Youngstown Design Review Panel Approves First Façade Grants
YOUNGSTOWN, Ohio – The city’s Design Review Committee approved the first two grants from its newly established façade program Tuesday morning.
Yosteria, 252 Valley St., and Whan Holdings LLC, 116 Linden Ave., each were approved for the maximum $20,000 permitted under the program, which the city established using $1 million of its $82.7 million American Rescue Plan allocation.
The program, which the city launched in January, permits businesses in the city to apply for half of allowable expenses up to $20,000 for new exterior improvements such as painting, signage, siding, landscaping and painting. It is structured as a forgivable loan program, requiring the recipient of the funds to remain at the location for at least five years, with 20% of the loan forgiven each year.
The grant program is being administered by Valley Partners, which reviews the financial information submitted by the applicants, then submits the application to the design review committee for final approval.
Yosteria’s façade project, part of a complete renovation now underway, will entail full renovation of the building façade and associated parking and landscaping, according to city documents. It will include window replacement; signage; two pergolas; brick, sidewalk and walkway replacements; awning and shutters; paving; front porch; and soffit fascia and trim.
The committee previously approved the proposed exterior upgrades during its July 2021 meeting, said Nick Chretien, a Design Review Committee member. “This is more of a formal step as part of the façade [grant] process,” he said.
“Nothing has changed,” owner Alex Zordich told the committee members.
Total cost of the exterior improvements is $63,000, Chretien said.
Whan Holdings, which operates as Rainbow Restorations of Youngstown, a fire and water restoration company, plans improvements including Dryvit and painting its building, replacing two windows, repaving the existing parking lot and paving of a new parking lot.
The project will allow the business to park company vehicles on-site that now are parked on the street, as well as update the building’s appearance, Rachael Ames, chief operating officer, said.
“We’re kind of on our own on Linden. We still take pride in where we’re at,” Ames said.

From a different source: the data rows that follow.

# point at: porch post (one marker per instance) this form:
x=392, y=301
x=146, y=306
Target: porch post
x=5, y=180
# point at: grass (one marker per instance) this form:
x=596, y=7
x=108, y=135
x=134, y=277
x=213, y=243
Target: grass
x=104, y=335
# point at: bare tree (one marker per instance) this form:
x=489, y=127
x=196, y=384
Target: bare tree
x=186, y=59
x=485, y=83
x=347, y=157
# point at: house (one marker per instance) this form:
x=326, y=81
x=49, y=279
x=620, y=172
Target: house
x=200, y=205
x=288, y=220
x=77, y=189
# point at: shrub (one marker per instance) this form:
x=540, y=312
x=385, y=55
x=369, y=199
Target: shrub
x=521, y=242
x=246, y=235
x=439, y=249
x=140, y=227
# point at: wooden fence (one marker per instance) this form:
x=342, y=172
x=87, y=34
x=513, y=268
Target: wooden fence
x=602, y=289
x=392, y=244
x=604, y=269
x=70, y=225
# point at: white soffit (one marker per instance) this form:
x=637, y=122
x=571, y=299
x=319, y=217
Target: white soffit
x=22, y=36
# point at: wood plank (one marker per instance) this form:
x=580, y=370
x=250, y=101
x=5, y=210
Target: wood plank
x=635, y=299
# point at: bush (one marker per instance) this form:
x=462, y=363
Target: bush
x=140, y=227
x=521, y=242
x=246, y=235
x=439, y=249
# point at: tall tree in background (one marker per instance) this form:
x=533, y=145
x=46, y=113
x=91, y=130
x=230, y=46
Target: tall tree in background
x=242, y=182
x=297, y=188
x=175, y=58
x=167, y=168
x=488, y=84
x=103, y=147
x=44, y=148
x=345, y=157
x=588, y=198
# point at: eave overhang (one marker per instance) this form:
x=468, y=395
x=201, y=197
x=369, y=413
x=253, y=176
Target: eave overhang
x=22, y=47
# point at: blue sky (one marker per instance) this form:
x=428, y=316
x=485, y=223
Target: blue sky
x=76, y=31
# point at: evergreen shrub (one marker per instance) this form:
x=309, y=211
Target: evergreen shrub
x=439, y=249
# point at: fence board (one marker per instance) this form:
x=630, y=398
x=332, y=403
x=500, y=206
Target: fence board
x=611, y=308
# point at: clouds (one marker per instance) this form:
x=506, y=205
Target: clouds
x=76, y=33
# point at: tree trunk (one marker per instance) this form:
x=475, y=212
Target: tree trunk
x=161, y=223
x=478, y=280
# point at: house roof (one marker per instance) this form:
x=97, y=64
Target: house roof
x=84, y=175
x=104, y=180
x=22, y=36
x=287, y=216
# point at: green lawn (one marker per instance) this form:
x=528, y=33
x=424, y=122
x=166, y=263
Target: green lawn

The company’s efforts “set an example we can point to,” Hunter Morrison, an urban planning consultant for the city who serves on the committee, said.
The design review panel also approved the request by P&L Heat Treating, 313 E. Wood St., to install chain-link fencing and a gate to protect its parking lot. The catalytic converters were stolen from all five of the company’s trucks recently, office manager Lesly Lesnak told the committee members during the meeting.
The company, which has been in the city 40 years, recently expanded its facility to increase sales, she said.
Pictured at top: An artist’s rendering of Yosteria’s façade upgrade.